コンボボックスに表示されるアイテムをアプリケーション実行時に、ダイナミックに追加したり削除するテクニックを解説します。ここで紹介するテクニックは、MyLib.mdaに登録されているクラスライブラリーを使用しますので、事前にダウンロードしておいてください。

  1. Access 97を起動して新規データベースを作成します。

  2. データベースウインドウが表示されたら、モジュールのタブをクリックして新規作成ボタンをクリックします。

  3. メニューのツールから参照設定をクリックして、データベースライブラリー(MyLib.mda)を登録します。

  4. データベースウインドウからフォームのタブをクリックして、新規作成ボタンをクリックします。

  5. フォームが表示されたら、フォーム上にコンボボックスコマンドボタンを作成します。
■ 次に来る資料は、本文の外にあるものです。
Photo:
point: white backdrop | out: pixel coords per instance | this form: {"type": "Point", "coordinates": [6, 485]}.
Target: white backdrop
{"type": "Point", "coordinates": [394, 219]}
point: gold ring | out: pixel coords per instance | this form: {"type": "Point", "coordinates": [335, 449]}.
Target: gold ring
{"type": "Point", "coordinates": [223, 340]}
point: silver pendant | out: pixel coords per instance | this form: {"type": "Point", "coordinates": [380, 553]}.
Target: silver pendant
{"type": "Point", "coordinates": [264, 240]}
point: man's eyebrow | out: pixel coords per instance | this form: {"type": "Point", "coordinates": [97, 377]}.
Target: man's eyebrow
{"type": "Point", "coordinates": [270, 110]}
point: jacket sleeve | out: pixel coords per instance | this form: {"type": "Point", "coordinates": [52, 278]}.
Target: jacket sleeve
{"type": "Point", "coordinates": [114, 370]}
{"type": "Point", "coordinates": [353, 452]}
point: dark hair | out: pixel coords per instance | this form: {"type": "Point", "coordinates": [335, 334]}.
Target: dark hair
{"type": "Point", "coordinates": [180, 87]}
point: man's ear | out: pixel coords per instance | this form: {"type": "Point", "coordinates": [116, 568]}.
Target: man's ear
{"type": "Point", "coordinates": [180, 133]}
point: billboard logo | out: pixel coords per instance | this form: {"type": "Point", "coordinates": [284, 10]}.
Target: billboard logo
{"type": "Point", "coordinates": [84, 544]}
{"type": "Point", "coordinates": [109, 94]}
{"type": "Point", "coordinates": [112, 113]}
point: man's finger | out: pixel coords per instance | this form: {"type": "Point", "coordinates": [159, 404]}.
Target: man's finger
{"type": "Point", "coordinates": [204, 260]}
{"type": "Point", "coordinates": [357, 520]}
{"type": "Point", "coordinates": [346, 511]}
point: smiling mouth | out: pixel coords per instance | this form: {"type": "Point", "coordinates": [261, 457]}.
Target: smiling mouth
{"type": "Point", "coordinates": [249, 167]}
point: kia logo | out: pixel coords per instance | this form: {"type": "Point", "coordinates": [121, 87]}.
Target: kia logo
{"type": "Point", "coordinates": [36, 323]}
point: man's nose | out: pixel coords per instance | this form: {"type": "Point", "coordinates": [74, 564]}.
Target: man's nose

    Forms_Intermediate_007_fig1
    図1-フォーム上にコンボボックスとコマンドボタンを作成

    各オブジェクトのプロパティは以下のように設定します。

    Object Property Setting
    ComboBox Name cboItems
    Limit To List Yes
    Auto Expand Yes
    CommandButton Name cmdRemove
    Caption Remove Item


    フォームのOn Open, On Closeイベント、コンボボックスのOn Not in Listイベント、そしてRemove ItemボタンのOn Clickイベントに以下のVBAコードを追加します。

    リスト1-各種イベント処理用のコード
    Dim mobjComboBox As Object
    
    Private Sub cboItems_NotInList(NewData As String, Response As Integer)
      If MsgBox("The value " & Chr(34) & _
                NewData & Chr(34) & _
                " is not on the list. " & _
                "Would you like to add it?", _
                vbQuestion + vbYesNo, "ComboBox DEMO") _
          = vbYes Then
        mobjComboBox.AddItem NewData
        Response = acDataErrAdded
      Else
        Response = acDataErrContinue
      End If
    End Sub
    
    Private Sub cmdRemove_Click()
      mobjComboBox.RemoveSelected
    ' mobjComboBox.RemoveItem (Me!cboItems.ListIndex)
      Me!cboItems = Me!cboItems.ItemData(0)
    End Sub
    
    Private Sub Form_Close()
      Dim varRet As Variant
      varRet = CloseMyBox_FS("I", mobjComboBox)
    End Sub
    
    Private Sub Form_Open(Cancel As Integer)
      Set mobjComboBox = GetMyBox_FS("I")
      Set mobjComboBox.Control = Me!cboItems
    End Sub
     

    フォームのOn Openイベントでは、clsMyBoxのインスタンスを生成してモジュールレベルのメモリ変数(mobjComboBox)に格納します。On Closeイベントでは、インスタンスをクローズします。

    コンボボックスのOn Not in Listイベントでは、アイテムを追加するかどうかのメッセージを表示してYesを選択したとき、AddItemメソッドを使用してアイテムを追加しています。

    Remove ItemコマンドのOn Clickイベントでは、RemoveSelected(RemoveItem)メソッドを使用してコンボボックスから選択したアイテムを削除しています。

  6. フォームをfrmComboBoxDemoの名称で保存します。

  7. ビューモードに切り替えたら、コンボボックスに任意のアイテムを追加します。アイテムを削除するときは、該当アイテムを選択してRemove Itemのボタンをクリックします。

    Forms_Intermediate_007_fig2
    図2-コンボボックスに任意のアイテムを追加した例
  8. 最後に、フォームを閉じてAccessを終了します。